The force law can be seen more as a definition than law per se. What would be the force without the equation other than just vague description?
Anyway, the force should be some quantity that tells you how the interaction between bodies affects its movement. So how to construct good, useful definition of such quantity? From Galileos experiments Newton already had notion of first law of mechanics. That is, the interaction between bodies should affect not the velocity itself, but the change in velocity. Similarly, it seemed the physics is more or less the same everywhere so the force also should not depend on position of the body.
As first attempt, the force could be just an acceleration $F=a$. But this will not do. It is everyones experience that the more heavy the object is, the more force you need to apply, where "heavy" and "force" is now used in its day-to-day meaning.
The first attempt to include the objects properties would be to introduce some quantity $m$, that needs to be determined from object to object and define force as $$F=f(m,a),$$ where $f$ is a function to be determined.

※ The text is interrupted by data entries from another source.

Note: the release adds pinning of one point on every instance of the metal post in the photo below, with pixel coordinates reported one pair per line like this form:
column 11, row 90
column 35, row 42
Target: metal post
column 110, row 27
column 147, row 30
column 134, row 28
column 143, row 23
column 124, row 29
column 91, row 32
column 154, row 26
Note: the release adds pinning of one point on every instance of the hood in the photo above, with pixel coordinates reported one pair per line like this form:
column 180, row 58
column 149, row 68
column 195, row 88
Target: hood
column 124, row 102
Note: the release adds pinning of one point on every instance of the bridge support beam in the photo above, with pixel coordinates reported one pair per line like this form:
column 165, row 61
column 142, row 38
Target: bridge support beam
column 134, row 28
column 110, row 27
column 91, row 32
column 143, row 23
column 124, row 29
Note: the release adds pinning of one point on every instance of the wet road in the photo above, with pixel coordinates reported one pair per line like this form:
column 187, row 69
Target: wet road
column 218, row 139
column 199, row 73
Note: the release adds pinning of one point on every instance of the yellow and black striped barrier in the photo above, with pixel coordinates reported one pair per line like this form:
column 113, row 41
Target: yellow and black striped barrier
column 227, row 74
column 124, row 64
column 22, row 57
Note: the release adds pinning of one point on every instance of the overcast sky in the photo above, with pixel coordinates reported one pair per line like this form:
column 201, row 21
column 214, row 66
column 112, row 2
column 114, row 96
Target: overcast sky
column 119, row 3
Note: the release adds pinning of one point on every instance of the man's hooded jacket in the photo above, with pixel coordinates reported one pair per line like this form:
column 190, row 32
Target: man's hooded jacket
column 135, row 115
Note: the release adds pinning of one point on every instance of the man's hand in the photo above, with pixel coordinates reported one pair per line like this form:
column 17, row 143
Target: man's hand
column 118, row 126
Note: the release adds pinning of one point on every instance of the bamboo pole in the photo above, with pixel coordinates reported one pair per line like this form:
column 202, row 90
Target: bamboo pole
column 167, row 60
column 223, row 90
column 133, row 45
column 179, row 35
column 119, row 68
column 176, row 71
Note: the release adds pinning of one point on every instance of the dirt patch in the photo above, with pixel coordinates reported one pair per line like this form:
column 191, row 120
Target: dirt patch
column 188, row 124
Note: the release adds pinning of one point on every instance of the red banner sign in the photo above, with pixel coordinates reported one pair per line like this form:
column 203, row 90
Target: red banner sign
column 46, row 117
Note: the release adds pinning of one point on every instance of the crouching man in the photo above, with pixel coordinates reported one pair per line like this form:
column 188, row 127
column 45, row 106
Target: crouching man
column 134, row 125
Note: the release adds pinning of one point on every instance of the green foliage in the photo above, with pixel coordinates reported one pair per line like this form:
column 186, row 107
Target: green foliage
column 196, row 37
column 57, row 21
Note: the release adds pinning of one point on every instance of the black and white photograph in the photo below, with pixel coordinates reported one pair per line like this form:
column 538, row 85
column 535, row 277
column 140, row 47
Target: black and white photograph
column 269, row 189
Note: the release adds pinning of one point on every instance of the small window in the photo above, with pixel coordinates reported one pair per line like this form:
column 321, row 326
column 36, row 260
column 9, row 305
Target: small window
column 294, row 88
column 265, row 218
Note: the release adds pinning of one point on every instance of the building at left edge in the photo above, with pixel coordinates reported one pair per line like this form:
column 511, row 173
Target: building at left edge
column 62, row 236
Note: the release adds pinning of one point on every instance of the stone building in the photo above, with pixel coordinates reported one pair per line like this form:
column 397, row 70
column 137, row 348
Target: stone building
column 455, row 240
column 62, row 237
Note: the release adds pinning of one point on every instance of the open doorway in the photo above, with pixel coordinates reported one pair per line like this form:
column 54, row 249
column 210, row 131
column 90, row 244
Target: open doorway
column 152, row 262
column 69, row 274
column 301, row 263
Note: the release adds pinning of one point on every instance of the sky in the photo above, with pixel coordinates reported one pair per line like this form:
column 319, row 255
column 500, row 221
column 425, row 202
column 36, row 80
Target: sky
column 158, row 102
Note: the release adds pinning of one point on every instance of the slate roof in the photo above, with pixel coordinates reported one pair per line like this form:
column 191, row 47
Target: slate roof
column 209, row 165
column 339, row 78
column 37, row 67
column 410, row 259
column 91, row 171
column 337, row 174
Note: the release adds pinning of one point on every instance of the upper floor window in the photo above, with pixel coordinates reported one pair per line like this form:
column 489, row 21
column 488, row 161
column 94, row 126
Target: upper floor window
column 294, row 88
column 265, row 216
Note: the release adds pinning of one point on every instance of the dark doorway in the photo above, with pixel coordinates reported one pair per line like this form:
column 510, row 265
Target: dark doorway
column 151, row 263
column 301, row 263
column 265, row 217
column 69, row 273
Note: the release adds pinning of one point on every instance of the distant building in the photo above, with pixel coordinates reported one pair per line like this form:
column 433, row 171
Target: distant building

The first thing I can do is concatenate bodies together and see how the function behaves. I make some device that will produce force. I don't know how big it is, because I did not define the force yet, but if the mechanism is the same, than it is reasonable to expect that exerted force should be also the same (for example I can use the same spring for every experiment). Quickly I find that if I use same mechanism on the object with mass $m_1$, then on the mass $m_2$ and then on concatenated object with mass $m$, then I will get: $$a_1/m_1=a_2/m_2=a/(m_1+m_2).$$
This holds for any kind of mechanism we use, so we can already see additivity of mass and that it holds $$F=f(ma).$$
Now, we can just write $F=ma$, because we can always redefine $F$ by taking $F\rightarrow f^{-1}(F)$. However, such definition might not be entirely useful. We would also like to know, that if we double our mechanism of force exerting (for example, by attaching the object to two identical springs instead of one), wheter the resulting acceleration will be also doubled. And we are in luck, because experiment shows it indeed will be.
Note: The last property is actually the seed of Newton's third law, so it is not so strange of a coincidence.